Wer weiß, was er entscheiden darf, kann sich weniger leicht hinter Unklarheit verstecken.
Wer die eigene Grenze kennt, kann professioneller eskalieren.
Und wer von oben einen klaren Rahmen bekommt, muss innerhalb dieses Rahmens auch tatsächlich führen.

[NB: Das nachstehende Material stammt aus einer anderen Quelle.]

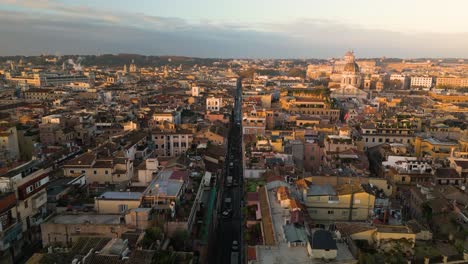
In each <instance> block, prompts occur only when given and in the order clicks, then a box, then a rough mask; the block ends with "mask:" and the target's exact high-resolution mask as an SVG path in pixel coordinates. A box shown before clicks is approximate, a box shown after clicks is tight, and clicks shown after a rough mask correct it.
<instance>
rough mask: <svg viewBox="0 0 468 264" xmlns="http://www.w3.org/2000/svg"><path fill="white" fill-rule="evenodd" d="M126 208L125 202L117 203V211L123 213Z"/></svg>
mask: <svg viewBox="0 0 468 264" xmlns="http://www.w3.org/2000/svg"><path fill="white" fill-rule="evenodd" d="M127 210H128V205H127V204H119V212H121V213H123V212H125V211H127Z"/></svg>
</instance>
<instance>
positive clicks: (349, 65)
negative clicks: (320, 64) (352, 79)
mask: <svg viewBox="0 0 468 264" xmlns="http://www.w3.org/2000/svg"><path fill="white" fill-rule="evenodd" d="M343 71H345V72H353V73H358V72H359V66H358V65H357V63H356V62H348V63H346V64H345V66H344V68H343Z"/></svg>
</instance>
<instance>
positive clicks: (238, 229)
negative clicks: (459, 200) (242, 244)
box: [208, 81, 243, 264]
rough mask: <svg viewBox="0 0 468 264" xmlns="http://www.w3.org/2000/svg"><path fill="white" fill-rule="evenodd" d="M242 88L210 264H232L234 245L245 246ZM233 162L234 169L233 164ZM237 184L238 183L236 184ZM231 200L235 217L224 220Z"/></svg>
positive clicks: (209, 261) (242, 256)
mask: <svg viewBox="0 0 468 264" xmlns="http://www.w3.org/2000/svg"><path fill="white" fill-rule="evenodd" d="M241 89H242V85H241V83H240V81H238V85H237V95H236V100H235V107H234V110H233V118H232V119H231V129H230V131H229V137H228V150H227V156H226V162H225V165H226V166H225V171H224V173H223V175H222V177H221V178H220V179H219V181H218V182H219V188H218V190H219V191H218V196H217V199H218V203H217V205H218V207H217V208H216V210H214V211H213V213H216V214H217V221H215V222H216V223H217V224H216V225H215V226H214V227H213V229H212V230H211V236H210V242H209V243H210V245H209V254H210V255H209V259H208V263H213V264H218V263H226V264H229V263H231V253H232V242H233V241H238V243H239V244H240V245H242V240H243V239H242V222H243V221H242V217H243V216H242V211H241V208H242V203H243V191H242V190H243V175H242V173H243V169H242V144H241V142H242V132H241V127H240V120H241V100H242V98H241V94H242V91H241ZM231 163H232V166H230V164H231ZM228 175H231V176H232V177H233V183H234V184H233V185H232V186H228V184H227V176H228ZM236 182H237V184H235V183H236ZM226 198H231V201H232V204H231V206H230V207H231V209H232V214H231V216H230V217H225V218H223V217H222V215H221V214H222V212H223V211H224V210H225V209H227V208H226V207H227V205H226V203H225V202H224V201H225V199H226ZM241 259H243V249H242V247H240V248H239V259H238V260H237V262H235V263H241ZM232 264H234V263H232Z"/></svg>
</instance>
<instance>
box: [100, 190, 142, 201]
mask: <svg viewBox="0 0 468 264" xmlns="http://www.w3.org/2000/svg"><path fill="white" fill-rule="evenodd" d="M141 195H142V194H141V192H105V193H103V194H102V195H100V196H99V197H98V198H97V199H100V200H140V198H141Z"/></svg>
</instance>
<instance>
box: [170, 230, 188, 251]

Vielleicht sollten wir deshalb vor dem nächsten großen Führungskräfteprogramm nicht zuerst fragen:
„Welche Kompetenzen fehlen unseren Führungskräften?“
Sondern:
„Welche Ergebnisse verlangen wir von ihnen – und welche Macht geben wir ihnen, diese Ergebnisse wirksam zu beeinflussen?“
Denn Führung ohne Mandat ist keine anspruchsvolle Führung. Sie ist organisierte Hoffnung. Wir hoffen, dass gute Leute mit Kommunikation, Einsatz und politischem Geschick die Widersprüche kompensieren, die die Organisation nicht geklärt hat.
Das funktioniert.
Manchmal erstaunlich lange.
Nur sollte man es dann nicht Empowerment nennen.
Euer Jörg Tausendfreund
P.S. Wenn eure Führungskräfte alles gleichzeitig priorisieren sollen, habt ihr kein Führungsproblem. Ihr habt eine Entscheidung vermieden und einer Person ein Ziel dafür gegeben.